Louisiana Gov. John Bel Edwards (D-La.) on Wednesday called on a state judge to step down after she admitted to texting racial slurs in messages.

Edwards said in a statement that the “state deserves better,” and that District Judge Jessie LeBlanc “has compromised her ability to preside as a judge, and she has damaged the judiciary. She should resign,” according to a local news network WAFB.

LeBlanc admitted to using a slur to describe two black individuals, one whom is a sheriff’s deputy and the other a law clerk in her court.

“They deserve an apology from me,” LeBlanc said. “I sincerely apologize to both of them for using that word … while I may have been upset, angry, scared, it does not excuse my actions.”

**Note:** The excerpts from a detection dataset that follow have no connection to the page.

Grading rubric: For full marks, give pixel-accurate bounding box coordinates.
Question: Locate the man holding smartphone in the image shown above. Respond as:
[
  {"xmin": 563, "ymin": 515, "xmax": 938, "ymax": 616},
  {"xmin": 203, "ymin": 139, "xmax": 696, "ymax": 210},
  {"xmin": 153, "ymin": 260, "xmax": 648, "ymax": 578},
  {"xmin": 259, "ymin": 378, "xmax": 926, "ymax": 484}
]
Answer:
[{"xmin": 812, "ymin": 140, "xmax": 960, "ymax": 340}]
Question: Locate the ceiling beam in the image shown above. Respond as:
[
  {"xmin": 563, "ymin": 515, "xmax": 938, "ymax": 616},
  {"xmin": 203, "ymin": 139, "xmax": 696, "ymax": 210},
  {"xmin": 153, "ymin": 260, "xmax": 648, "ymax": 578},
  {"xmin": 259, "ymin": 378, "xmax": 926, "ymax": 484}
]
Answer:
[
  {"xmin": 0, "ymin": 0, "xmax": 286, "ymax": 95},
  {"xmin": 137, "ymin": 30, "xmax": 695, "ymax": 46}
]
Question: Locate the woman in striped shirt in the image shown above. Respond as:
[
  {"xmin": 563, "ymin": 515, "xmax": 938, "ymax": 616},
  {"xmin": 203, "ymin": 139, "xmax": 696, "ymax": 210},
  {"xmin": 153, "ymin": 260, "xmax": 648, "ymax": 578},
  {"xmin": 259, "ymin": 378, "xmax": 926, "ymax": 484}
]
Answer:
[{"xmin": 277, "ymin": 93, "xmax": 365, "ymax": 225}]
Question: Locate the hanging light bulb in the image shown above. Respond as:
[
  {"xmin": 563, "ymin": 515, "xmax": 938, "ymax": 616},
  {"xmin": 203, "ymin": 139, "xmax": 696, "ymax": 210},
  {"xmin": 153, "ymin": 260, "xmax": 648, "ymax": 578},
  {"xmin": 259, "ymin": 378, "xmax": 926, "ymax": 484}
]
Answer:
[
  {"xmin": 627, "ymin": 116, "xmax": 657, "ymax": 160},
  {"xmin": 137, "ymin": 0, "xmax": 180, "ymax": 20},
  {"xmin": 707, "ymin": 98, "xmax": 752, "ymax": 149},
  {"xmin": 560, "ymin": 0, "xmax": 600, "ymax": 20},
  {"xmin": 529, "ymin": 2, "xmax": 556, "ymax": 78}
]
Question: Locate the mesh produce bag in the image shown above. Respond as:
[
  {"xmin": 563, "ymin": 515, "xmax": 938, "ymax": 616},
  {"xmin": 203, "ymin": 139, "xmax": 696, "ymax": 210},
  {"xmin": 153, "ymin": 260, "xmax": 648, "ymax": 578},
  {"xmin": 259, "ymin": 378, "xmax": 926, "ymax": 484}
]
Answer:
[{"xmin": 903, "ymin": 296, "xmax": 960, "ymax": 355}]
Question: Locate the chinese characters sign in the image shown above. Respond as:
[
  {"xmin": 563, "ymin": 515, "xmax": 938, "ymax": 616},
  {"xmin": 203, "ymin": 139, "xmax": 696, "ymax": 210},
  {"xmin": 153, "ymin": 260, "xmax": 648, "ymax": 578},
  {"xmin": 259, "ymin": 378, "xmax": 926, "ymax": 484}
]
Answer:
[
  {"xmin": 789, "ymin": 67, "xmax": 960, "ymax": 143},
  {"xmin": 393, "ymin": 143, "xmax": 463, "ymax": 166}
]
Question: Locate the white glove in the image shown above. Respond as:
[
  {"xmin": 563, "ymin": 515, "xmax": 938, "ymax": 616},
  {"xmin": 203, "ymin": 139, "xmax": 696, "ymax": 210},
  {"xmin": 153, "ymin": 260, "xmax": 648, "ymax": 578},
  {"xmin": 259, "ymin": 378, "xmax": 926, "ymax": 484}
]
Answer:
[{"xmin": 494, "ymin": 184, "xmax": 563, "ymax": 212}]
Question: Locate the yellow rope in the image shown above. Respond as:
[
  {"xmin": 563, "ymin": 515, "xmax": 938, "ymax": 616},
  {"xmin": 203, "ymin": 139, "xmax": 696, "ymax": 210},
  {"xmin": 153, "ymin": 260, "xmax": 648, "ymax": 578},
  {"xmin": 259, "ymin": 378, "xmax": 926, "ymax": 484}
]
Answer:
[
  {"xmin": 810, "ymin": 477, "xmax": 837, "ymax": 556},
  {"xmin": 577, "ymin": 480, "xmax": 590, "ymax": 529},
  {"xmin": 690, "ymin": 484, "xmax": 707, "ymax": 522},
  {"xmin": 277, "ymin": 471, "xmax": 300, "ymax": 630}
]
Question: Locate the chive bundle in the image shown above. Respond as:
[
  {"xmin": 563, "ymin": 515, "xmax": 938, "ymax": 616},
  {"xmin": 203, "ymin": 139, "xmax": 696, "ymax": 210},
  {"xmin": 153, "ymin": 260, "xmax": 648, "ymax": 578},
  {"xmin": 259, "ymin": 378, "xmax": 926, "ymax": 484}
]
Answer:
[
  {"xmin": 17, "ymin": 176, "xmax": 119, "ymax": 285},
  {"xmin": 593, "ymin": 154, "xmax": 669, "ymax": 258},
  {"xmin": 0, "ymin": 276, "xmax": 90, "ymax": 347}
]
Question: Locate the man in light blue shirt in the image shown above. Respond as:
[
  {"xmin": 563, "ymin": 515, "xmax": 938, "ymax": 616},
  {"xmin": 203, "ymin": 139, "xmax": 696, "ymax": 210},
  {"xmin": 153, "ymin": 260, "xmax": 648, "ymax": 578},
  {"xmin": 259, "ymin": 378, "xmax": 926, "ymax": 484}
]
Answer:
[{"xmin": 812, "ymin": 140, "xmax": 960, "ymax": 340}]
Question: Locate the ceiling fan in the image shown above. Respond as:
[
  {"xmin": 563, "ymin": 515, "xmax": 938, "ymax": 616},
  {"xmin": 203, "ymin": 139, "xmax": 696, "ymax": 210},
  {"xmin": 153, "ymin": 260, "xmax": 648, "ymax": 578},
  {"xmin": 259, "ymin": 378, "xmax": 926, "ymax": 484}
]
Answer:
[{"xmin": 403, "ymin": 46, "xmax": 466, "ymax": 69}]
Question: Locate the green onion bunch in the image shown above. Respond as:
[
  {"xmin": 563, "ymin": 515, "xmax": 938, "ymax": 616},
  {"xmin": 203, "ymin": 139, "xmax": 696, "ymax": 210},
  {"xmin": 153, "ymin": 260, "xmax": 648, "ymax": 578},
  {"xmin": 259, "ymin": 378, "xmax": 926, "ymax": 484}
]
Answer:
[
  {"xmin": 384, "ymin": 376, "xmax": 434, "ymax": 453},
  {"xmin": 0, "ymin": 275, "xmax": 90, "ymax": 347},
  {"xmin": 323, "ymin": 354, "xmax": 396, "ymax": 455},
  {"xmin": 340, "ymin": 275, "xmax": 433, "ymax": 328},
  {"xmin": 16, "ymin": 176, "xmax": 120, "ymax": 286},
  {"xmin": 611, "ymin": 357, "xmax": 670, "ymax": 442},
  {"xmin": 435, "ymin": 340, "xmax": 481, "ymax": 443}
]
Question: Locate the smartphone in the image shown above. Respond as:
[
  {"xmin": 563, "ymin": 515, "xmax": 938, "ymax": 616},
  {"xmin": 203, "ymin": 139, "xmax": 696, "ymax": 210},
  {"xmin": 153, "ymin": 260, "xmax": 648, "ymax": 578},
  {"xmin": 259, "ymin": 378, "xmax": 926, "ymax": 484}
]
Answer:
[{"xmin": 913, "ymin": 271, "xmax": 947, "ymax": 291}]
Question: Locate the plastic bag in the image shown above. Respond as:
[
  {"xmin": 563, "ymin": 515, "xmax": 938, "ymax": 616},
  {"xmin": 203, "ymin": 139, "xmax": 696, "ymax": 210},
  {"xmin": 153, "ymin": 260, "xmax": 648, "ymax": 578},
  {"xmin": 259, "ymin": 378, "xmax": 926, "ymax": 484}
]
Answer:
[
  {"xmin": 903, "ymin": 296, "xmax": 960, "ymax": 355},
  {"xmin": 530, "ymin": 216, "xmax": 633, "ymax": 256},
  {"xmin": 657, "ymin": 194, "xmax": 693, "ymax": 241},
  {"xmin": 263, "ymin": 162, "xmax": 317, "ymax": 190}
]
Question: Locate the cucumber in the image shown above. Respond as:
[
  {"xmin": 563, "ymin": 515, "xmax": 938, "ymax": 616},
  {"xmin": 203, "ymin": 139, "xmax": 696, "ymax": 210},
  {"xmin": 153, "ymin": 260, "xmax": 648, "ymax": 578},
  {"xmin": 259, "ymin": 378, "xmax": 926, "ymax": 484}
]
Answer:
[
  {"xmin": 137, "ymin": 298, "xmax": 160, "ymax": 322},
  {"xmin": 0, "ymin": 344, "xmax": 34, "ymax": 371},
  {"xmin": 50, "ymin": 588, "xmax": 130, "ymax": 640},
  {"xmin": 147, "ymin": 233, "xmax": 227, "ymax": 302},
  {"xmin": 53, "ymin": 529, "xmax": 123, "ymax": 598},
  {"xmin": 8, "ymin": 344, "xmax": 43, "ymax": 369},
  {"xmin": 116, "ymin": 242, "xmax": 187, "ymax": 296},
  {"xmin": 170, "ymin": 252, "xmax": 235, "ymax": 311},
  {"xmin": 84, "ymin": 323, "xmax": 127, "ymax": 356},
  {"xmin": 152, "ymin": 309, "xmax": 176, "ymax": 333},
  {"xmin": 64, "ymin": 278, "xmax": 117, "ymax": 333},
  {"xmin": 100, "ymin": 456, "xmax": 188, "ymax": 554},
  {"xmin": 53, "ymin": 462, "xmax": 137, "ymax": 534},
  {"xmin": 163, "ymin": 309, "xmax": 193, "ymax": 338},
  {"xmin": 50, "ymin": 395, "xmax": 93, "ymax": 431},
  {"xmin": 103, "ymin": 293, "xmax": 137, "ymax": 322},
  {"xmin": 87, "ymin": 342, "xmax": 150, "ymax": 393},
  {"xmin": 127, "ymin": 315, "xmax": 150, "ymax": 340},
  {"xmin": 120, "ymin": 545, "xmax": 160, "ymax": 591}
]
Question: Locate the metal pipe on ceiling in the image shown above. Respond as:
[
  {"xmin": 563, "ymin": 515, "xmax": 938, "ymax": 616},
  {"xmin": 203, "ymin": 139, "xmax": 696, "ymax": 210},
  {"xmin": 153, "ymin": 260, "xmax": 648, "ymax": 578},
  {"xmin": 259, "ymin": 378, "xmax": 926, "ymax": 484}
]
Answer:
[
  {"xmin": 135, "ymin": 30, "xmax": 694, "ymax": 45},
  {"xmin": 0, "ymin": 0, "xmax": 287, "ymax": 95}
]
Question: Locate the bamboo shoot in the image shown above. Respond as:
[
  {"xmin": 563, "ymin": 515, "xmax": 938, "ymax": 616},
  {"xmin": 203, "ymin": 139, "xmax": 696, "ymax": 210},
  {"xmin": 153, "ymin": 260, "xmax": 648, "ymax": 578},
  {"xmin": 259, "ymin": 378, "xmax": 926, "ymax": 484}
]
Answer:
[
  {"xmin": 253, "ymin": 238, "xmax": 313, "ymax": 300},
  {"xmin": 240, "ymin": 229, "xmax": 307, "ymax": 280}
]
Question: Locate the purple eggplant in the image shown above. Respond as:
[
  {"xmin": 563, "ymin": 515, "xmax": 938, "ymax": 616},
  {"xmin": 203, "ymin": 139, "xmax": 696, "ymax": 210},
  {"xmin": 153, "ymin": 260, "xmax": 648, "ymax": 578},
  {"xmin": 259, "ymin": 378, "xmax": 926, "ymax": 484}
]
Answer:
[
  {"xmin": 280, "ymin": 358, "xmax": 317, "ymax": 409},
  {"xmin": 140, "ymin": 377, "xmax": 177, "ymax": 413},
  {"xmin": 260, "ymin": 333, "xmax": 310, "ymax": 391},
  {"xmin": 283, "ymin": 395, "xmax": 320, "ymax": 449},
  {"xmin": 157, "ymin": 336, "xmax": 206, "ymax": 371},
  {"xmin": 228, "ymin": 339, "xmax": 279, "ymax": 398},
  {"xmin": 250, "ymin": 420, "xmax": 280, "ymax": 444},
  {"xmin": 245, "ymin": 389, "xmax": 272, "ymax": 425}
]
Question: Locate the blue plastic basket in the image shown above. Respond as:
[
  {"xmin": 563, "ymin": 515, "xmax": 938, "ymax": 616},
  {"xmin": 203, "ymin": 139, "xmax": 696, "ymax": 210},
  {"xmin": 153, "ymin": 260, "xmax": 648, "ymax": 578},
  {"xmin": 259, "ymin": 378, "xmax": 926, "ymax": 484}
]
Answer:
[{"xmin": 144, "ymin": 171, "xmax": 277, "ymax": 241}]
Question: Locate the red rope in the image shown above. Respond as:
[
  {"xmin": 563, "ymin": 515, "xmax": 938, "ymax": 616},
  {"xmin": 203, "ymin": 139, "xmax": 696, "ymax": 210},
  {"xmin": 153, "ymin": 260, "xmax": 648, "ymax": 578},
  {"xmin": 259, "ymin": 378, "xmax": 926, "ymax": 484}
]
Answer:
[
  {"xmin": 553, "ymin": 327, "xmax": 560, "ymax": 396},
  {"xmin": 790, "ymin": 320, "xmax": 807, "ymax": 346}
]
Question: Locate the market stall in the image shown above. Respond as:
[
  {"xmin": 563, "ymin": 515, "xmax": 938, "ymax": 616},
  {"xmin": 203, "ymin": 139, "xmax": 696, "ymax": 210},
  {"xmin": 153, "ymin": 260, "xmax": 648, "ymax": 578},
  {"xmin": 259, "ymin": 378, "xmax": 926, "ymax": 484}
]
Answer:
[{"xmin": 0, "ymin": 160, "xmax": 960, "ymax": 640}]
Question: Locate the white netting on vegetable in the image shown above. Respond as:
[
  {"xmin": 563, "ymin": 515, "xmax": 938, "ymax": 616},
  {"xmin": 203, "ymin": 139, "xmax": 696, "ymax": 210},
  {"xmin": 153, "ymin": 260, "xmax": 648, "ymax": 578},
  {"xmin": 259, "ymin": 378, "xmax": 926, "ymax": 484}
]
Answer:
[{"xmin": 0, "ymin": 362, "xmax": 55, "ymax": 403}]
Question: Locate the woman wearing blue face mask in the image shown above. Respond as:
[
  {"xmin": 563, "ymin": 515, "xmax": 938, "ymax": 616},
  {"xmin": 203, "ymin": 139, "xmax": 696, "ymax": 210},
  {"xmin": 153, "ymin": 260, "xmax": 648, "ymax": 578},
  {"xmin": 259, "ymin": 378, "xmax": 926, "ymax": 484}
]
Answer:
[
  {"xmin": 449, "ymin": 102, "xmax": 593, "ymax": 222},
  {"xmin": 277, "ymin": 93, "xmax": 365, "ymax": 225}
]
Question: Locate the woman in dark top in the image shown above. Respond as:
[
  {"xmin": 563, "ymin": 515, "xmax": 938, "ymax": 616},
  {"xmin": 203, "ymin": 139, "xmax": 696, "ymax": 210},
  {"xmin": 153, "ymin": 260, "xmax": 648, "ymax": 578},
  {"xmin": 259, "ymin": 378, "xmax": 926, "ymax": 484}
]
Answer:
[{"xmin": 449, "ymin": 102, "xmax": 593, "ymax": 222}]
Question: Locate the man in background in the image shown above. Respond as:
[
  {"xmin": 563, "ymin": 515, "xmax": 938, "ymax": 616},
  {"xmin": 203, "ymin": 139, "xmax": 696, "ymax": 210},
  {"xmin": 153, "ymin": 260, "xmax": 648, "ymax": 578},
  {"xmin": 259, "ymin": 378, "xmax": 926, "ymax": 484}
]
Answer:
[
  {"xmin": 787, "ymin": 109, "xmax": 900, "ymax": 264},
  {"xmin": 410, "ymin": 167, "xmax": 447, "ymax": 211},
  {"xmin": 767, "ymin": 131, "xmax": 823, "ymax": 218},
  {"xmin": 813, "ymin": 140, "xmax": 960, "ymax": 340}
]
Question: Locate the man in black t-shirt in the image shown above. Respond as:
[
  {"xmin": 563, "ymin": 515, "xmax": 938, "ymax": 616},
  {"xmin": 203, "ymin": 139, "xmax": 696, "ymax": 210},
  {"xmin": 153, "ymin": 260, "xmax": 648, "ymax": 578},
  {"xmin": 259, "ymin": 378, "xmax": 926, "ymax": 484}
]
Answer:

She used the slurs in a private message sent to former Assumption Parish Chief Deputy Bruce Prejean. The two engaged in a previous extramarital affair, according to the report.

The governor maintains his position that LeBlanc should resign.

“The admitted and repeated use of racial slurs by a judge who has taken an oath to administer justice fairly and impartially is wrong, period,” Edwards said in the statement. “There is never any circumstance or context in which such derogatory and degrading language is okay.”

Baton Rouge NAACP President Eugene Collins said LeBlanc “should be removed from the bench,” warning that a demonstration will take place if she does not voluntarily step down.

Despite multiple calls for her resignation, LeBlanc asserts that she is still the right person for the job of district court judge.

“I know in my heart that I have done my job to the very best of my ability,” she said.

LeBlanc plans to run for another term for the 23rd Judicial District after her current term on the bench ends in December.